Но сейчас я вспоминаю именно тот первоапрельский литературный пир, посвященный Корнею Ивановичу, где в 77-м среди привычных лиц впервые увидела Тарковских, — с Татьяной поздоровалась, а мимо Арсения Александровича протолкнулась к столу как мимо незнакомца. Возможно, Тарковские уже и на празднике 1 апреля предыдущего года начали бывать, но тот праздник я из-за моих предновосельных неурядиц пропустила.

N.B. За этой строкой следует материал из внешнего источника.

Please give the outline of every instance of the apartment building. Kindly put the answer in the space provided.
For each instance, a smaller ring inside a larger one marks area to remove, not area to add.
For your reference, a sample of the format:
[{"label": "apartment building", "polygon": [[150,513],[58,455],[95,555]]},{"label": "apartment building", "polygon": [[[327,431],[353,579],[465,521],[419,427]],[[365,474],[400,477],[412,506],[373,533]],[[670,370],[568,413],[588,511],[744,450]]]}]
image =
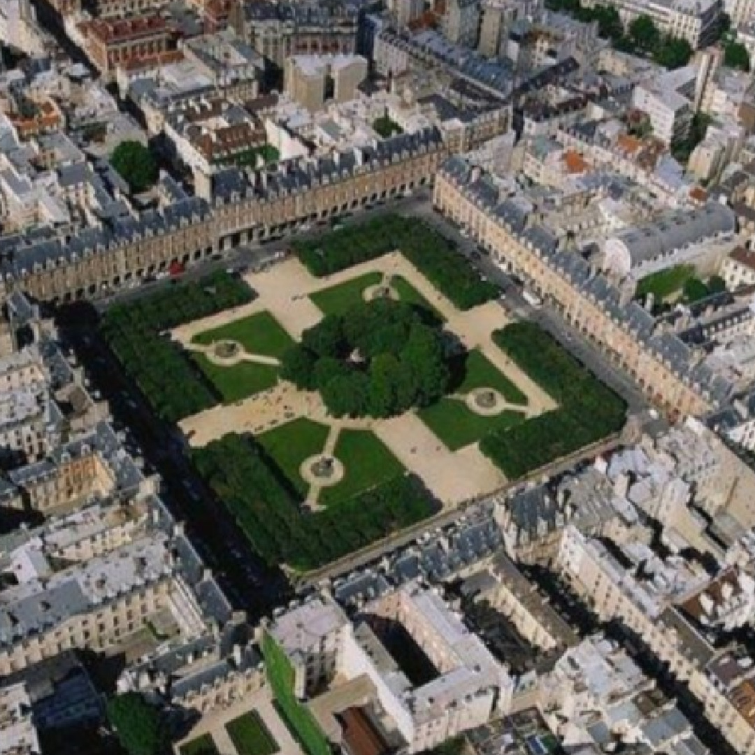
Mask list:
[{"label": "apartment building", "polygon": [[670,71],[634,88],[632,106],[650,119],[653,136],[670,146],[686,139],[692,123],[697,71]]},{"label": "apartment building", "polygon": [[[200,636],[205,619],[198,596],[220,591],[182,558],[193,550],[182,531],[156,526],[163,510],[154,497],[134,499],[57,520],[57,538],[44,525],[9,536],[2,565],[13,579],[0,592],[0,673],[72,648],[117,647],[147,623],[166,636]],[[88,551],[87,558],[73,555]]]},{"label": "apartment building", "polygon": [[356,51],[359,8],[347,2],[327,6],[239,3],[231,9],[230,23],[254,50],[282,70],[290,55]]},{"label": "apartment building", "polygon": [[469,229],[473,238],[507,270],[531,282],[564,317],[608,351],[643,390],[673,416],[702,414],[729,396],[731,386],[668,332],[655,332],[652,317],[627,300],[578,255],[526,218],[498,190],[458,157],[449,159],[435,181],[437,209]]},{"label": "apartment building", "polygon": [[106,79],[134,59],[175,48],[175,32],[156,14],[125,19],[94,19],[79,25],[87,55]]},{"label": "apartment building", "polygon": [[7,755],[39,755],[42,751],[23,683],[0,688],[0,750]]},{"label": "apartment building", "polygon": [[8,473],[17,492],[18,507],[44,514],[103,500],[116,489],[146,495],[157,492],[154,479],[145,479],[130,456],[124,456],[112,428],[99,423],[88,433],[54,449],[41,461]]},{"label": "apartment building", "polygon": [[87,0],[86,5],[97,17],[124,18],[158,11],[167,0]]},{"label": "apartment building", "polygon": [[755,22],[755,2],[753,0],[724,0],[724,11],[732,20],[732,26],[746,28]]},{"label": "apartment building", "polygon": [[256,167],[252,158],[267,143],[259,119],[219,97],[193,99],[172,108],[163,129],[175,156],[193,173],[197,194],[203,196],[211,193],[214,173],[237,160]]},{"label": "apartment building", "polygon": [[566,651],[541,684],[541,707],[561,738],[596,751],[707,752],[673,700],[615,643],[599,635]]},{"label": "apartment building", "polygon": [[424,186],[446,155],[440,133],[430,128],[251,176],[229,168],[214,177],[211,202],[179,193],[162,209],[70,238],[8,236],[15,254],[0,263],[0,274],[7,285],[42,300],[93,297],[173,262],[190,264]]},{"label": "apartment building", "polygon": [[316,112],[331,103],[353,100],[367,69],[361,55],[293,55],[285,62],[285,92]]},{"label": "apartment building", "polygon": [[473,48],[479,33],[480,0],[448,0],[442,20],[442,29],[454,45]]},{"label": "apartment building", "polygon": [[602,269],[617,279],[631,276],[639,280],[682,261],[695,261],[704,257],[707,248],[720,256],[720,245],[732,242],[736,230],[734,212],[720,202],[671,210],[606,239]]},{"label": "apartment building", "polygon": [[[726,604],[729,602],[738,609],[739,591],[712,587],[714,581],[710,576],[701,569],[695,572],[683,559],[663,562],[652,551],[636,545],[621,550],[622,559],[628,556],[630,560],[628,568],[605,544],[567,528],[559,560],[561,573],[601,618],[621,617],[669,664],[737,752],[755,752],[749,668],[747,673],[742,669],[738,675],[730,673],[730,664],[720,666],[723,658],[706,636],[706,625],[698,623],[698,617],[689,612],[687,602],[691,595],[707,591],[707,599],[712,601],[707,603],[708,615],[731,615]],[[693,599],[694,606],[699,607],[698,600]],[[721,605],[714,608],[716,603]]]},{"label": "apartment building", "polygon": [[695,49],[713,41],[723,11],[721,0],[617,0],[612,5],[625,27],[639,16],[649,16],[661,34],[686,39]]},{"label": "apartment building", "polygon": [[468,578],[462,591],[473,596],[475,600],[486,601],[510,622],[523,639],[544,654],[561,652],[578,643],[569,624],[504,553]]},{"label": "apartment building", "polygon": [[729,252],[721,265],[721,277],[730,291],[755,283],[755,250],[739,246]]},{"label": "apartment building", "polygon": [[533,17],[541,8],[541,0],[527,0],[525,2],[483,0],[477,50],[485,57],[497,57],[506,44],[514,22]]},{"label": "apartment building", "polygon": [[[408,753],[510,710],[513,680],[436,591],[415,583],[365,602],[350,620],[331,599],[316,596],[277,616],[268,630],[294,667],[297,694],[318,683],[336,691],[365,679],[372,704],[391,719]],[[419,678],[402,667],[390,649],[397,636],[421,649],[432,671]],[[337,738],[317,698],[310,704]]]}]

Но именно сию секунду, когда я начала описывать наше первоапрельское давнее пиршество, раздается телефонный звонок и слабый, но внятный голос Лидии Корнеевны. Такие совпадения я называю “теорией парности”. Лидия Корнеевна желает мне счастливого Нового года и Рождества, хотя, как она же говорит, общих календарных праздников не признает. Позвонила же, чтобы подробно высказаться о моей последней книжке. Но посередине высказывания Лидии Корнеевны — перебиваю ее, вовсе не потому, что мне неловко выслушивать похвалу, а потому, что меня безостановочно волнует то, чем я в данное время занята:
— Лидия Корнеевна, большое вам спасибо. Я на днях вам говорила, что пишу о Тарковском, ну, поверьте мне, он — ребенок…

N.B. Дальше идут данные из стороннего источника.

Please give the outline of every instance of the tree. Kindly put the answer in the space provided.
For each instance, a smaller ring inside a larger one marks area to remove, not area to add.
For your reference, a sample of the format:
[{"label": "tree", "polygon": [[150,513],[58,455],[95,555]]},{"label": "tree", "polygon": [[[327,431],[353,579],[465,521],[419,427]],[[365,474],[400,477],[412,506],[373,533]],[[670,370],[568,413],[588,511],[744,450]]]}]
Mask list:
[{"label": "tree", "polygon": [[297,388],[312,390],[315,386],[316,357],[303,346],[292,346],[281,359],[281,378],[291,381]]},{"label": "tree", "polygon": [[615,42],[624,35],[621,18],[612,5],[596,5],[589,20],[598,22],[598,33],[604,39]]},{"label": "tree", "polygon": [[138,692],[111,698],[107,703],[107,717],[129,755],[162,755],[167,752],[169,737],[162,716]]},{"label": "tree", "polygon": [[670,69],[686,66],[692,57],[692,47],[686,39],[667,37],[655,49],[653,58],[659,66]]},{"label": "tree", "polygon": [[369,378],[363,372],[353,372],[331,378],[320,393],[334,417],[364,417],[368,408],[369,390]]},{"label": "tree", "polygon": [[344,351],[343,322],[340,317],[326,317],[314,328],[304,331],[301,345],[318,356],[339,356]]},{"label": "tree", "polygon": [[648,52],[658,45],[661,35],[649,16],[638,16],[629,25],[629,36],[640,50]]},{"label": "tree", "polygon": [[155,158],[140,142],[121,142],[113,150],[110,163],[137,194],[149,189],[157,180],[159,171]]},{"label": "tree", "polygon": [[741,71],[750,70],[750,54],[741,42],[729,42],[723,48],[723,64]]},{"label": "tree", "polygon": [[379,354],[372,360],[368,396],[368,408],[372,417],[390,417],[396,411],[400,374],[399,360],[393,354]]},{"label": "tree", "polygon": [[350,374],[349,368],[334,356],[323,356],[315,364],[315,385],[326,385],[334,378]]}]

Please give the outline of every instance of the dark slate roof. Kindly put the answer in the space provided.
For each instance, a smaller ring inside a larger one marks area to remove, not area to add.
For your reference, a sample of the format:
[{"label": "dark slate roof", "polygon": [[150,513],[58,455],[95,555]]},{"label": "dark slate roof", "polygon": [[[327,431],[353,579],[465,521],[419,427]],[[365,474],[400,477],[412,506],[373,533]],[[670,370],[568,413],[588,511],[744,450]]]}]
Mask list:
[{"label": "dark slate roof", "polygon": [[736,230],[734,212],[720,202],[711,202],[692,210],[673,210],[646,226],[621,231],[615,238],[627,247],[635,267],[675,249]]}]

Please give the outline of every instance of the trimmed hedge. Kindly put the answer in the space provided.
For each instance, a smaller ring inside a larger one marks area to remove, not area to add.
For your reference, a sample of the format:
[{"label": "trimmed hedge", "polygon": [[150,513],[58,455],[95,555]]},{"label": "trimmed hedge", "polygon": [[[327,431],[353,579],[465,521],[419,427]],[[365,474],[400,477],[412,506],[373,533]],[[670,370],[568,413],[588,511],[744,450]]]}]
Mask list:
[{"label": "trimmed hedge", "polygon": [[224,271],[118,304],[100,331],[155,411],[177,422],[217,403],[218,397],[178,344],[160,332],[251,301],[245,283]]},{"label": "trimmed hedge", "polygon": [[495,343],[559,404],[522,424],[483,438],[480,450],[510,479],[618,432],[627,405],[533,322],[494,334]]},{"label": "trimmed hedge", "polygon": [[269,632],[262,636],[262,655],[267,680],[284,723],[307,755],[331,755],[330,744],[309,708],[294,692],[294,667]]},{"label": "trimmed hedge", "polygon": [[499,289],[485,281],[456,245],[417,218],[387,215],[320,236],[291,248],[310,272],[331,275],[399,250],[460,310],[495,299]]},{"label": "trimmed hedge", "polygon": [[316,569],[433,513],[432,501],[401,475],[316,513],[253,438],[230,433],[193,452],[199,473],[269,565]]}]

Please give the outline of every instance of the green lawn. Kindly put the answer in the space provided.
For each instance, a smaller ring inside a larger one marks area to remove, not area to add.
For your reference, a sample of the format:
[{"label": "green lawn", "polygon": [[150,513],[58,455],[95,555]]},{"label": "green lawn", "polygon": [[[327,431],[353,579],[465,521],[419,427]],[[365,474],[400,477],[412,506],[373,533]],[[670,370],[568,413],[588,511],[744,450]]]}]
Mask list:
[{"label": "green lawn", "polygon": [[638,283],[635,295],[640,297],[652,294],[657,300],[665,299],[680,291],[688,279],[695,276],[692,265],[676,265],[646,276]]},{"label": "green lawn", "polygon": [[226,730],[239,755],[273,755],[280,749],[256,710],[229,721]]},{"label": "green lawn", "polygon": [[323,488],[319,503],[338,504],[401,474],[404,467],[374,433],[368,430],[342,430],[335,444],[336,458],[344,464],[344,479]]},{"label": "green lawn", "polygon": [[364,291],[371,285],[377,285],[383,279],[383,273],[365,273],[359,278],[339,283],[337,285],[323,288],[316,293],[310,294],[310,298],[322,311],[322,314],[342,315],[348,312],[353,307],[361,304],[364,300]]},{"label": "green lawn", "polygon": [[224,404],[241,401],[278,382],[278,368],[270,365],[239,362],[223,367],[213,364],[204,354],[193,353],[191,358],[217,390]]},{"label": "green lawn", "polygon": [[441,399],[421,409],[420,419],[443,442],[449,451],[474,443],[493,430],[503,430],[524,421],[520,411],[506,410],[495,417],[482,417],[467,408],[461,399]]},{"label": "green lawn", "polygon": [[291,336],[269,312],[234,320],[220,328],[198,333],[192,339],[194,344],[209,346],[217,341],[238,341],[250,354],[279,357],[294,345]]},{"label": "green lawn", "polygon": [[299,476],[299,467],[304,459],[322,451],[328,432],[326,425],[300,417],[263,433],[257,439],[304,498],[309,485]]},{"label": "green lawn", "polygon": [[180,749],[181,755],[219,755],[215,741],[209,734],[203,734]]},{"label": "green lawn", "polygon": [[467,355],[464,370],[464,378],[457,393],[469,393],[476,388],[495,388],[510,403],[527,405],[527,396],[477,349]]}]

— Прекратите, я о нем рассуждать не желаю. Я вам об этом в прошлый раз сказала.
— Но, Лидия Корнеевна, я сейчас описываю один из первоапрельских дней, где Тарковский…
— Это ваше право, вспоминайте что угодно и кого угодно. Тарковский великолепный поэт, но Тарковского-человека не люблю, всегда дурно отзывался о людях, о поэтах.
— О ком?
— Повторяю: я не хочу говорить о том, о ком не хочу говорить.

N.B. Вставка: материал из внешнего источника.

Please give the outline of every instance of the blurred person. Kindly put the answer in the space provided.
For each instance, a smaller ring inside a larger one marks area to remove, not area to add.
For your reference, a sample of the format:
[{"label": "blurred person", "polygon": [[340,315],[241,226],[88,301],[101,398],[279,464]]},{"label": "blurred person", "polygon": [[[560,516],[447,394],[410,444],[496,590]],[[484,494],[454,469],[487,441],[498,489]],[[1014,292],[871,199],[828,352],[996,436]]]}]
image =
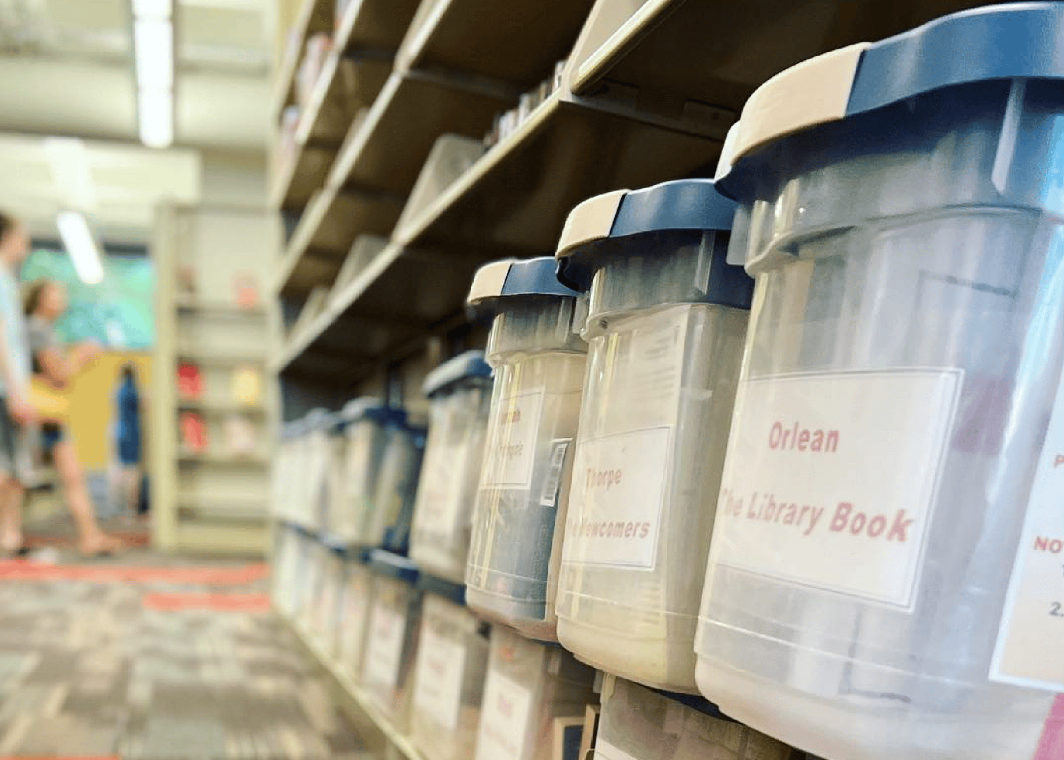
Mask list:
[{"label": "blurred person", "polygon": [[121,379],[115,392],[115,453],[121,467],[122,502],[129,515],[136,516],[140,510],[140,387],[136,368],[132,364],[122,365]]},{"label": "blurred person", "polygon": [[[100,353],[95,344],[83,343],[65,350],[55,336],[55,320],[66,311],[66,292],[51,280],[35,280],[26,288],[24,307],[31,367],[34,377],[55,391],[66,392],[70,381]],[[88,496],[85,472],[78,459],[66,426],[57,419],[43,420],[40,448],[45,459],[55,465],[63,483],[67,508],[78,529],[78,547],[87,557],[109,555],[122,543],[106,535],[96,523]]]},{"label": "blurred person", "polygon": [[22,224],[0,212],[0,550],[24,555],[22,498],[33,479],[30,346],[18,268],[30,252]]}]

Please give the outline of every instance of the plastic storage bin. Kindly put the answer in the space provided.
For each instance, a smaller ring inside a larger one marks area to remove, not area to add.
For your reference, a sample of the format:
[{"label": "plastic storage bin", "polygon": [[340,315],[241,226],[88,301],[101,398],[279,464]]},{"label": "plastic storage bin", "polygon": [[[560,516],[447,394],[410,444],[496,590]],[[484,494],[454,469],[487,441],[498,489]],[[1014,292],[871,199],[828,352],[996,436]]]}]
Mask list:
[{"label": "plastic storage bin", "polygon": [[344,406],[338,417],[344,441],[330,525],[338,540],[350,545],[368,544],[369,517],[388,439],[387,426],[402,426],[406,413],[377,398],[356,398]]},{"label": "plastic storage bin", "polygon": [[598,701],[595,671],[556,645],[492,629],[476,760],[551,760],[555,717]]},{"label": "plastic storage bin", "polygon": [[695,691],[695,629],[753,283],[725,262],[710,180],[599,196],[559,276],[589,290],[558,638],[630,680]]},{"label": "plastic storage bin", "polygon": [[426,591],[411,739],[427,760],[471,760],[487,674],[487,624],[462,604],[462,586]]},{"label": "plastic storage bin", "polygon": [[372,578],[369,549],[348,554],[340,600],[340,629],[336,656],[340,667],[355,681],[361,680],[362,658],[365,654],[366,629],[372,608]]},{"label": "plastic storage bin", "polygon": [[1062,79],[1064,5],[992,6],[729,138],[758,285],[698,683],[818,755],[1064,757]]},{"label": "plastic storage bin", "polygon": [[429,373],[429,440],[417,486],[410,555],[431,575],[461,583],[484,456],[492,368],[466,351]]},{"label": "plastic storage bin", "polygon": [[492,412],[466,568],[466,598],[533,639],[555,640],[554,593],[580,418],[585,301],[558,282],[553,259],[477,272],[469,303],[496,317],[487,358]]},{"label": "plastic storage bin", "polygon": [[398,422],[385,426],[384,457],[370,507],[367,544],[405,554],[423,455],[425,428]]},{"label": "plastic storage bin", "polygon": [[403,733],[410,718],[411,672],[421,626],[417,565],[375,549],[369,556],[372,608],[362,660],[362,685],[369,698]]},{"label": "plastic storage bin", "polygon": [[[702,703],[706,710],[712,706]],[[595,760],[798,760],[752,728],[616,676],[602,682]]]}]

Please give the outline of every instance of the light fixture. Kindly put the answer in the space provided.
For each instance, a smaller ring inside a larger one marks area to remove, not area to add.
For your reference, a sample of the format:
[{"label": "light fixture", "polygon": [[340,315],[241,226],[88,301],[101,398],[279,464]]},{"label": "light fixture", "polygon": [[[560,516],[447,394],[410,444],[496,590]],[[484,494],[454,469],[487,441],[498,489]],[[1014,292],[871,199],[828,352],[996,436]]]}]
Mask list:
[{"label": "light fixture", "polygon": [[132,0],[134,73],[140,142],[173,143],[173,2]]},{"label": "light fixture", "polygon": [[162,18],[137,18],[133,22],[136,46],[136,84],[142,89],[173,86],[173,27]]},{"label": "light fixture", "polygon": [[96,247],[93,232],[85,217],[77,211],[64,211],[55,217],[55,227],[63,238],[63,246],[73,263],[78,278],[86,285],[103,281],[103,264]]},{"label": "light fixture", "polygon": [[149,148],[169,147],[173,143],[173,93],[169,89],[142,89],[137,97],[140,142]]}]

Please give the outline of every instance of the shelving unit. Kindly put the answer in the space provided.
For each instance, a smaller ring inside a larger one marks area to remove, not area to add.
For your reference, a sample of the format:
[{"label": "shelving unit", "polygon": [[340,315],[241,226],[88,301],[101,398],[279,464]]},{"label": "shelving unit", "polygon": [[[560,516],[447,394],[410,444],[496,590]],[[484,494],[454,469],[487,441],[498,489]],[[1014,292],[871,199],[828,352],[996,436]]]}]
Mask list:
[{"label": "shelving unit", "polygon": [[[152,426],[152,540],[160,548],[265,548],[276,400],[264,370],[276,317],[271,303],[237,303],[236,291],[256,282],[262,298],[266,262],[276,255],[279,237],[276,217],[261,211],[160,208],[152,255],[161,272],[172,272],[159,278],[155,300],[151,398],[154,409],[170,410],[156,414]],[[195,290],[178,293],[176,283],[189,276]],[[179,393],[181,365],[196,367],[198,393]],[[184,415],[202,426],[202,450],[180,443]],[[244,445],[234,426],[250,436],[249,450],[231,448]]]},{"label": "shelving unit", "polygon": [[[361,14],[372,7],[385,24],[392,6],[352,3],[334,52],[361,39],[354,47],[387,49],[394,66],[368,110],[329,133],[328,168],[307,164],[275,194],[294,221],[272,278],[285,325],[313,307],[268,361],[283,418],[358,395],[420,411],[426,371],[484,344],[484,326],[465,309],[482,264],[552,253],[566,215],[591,196],[712,176],[746,99],[784,68],[977,4],[426,0],[416,13],[395,4],[390,18],[405,33],[365,42]],[[556,87],[516,128],[406,208],[437,138],[492,133],[563,60]],[[387,244],[337,283],[361,235]],[[288,623],[360,731],[388,758],[418,758],[310,632]]]}]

“О ком” — был мой нелепейший вопрос. Этими, о которых дурно отзывался Арсений Александрович, могли быть Блок и Пастернак, Самойлов и Твардовский, Бродский и Липкин, и мало ли кто еще. О замечательном литераторе, о неподражаемой личности — о Лидии Чуковской хочется говорить бесконечно. Но — вернусь к памятному дню.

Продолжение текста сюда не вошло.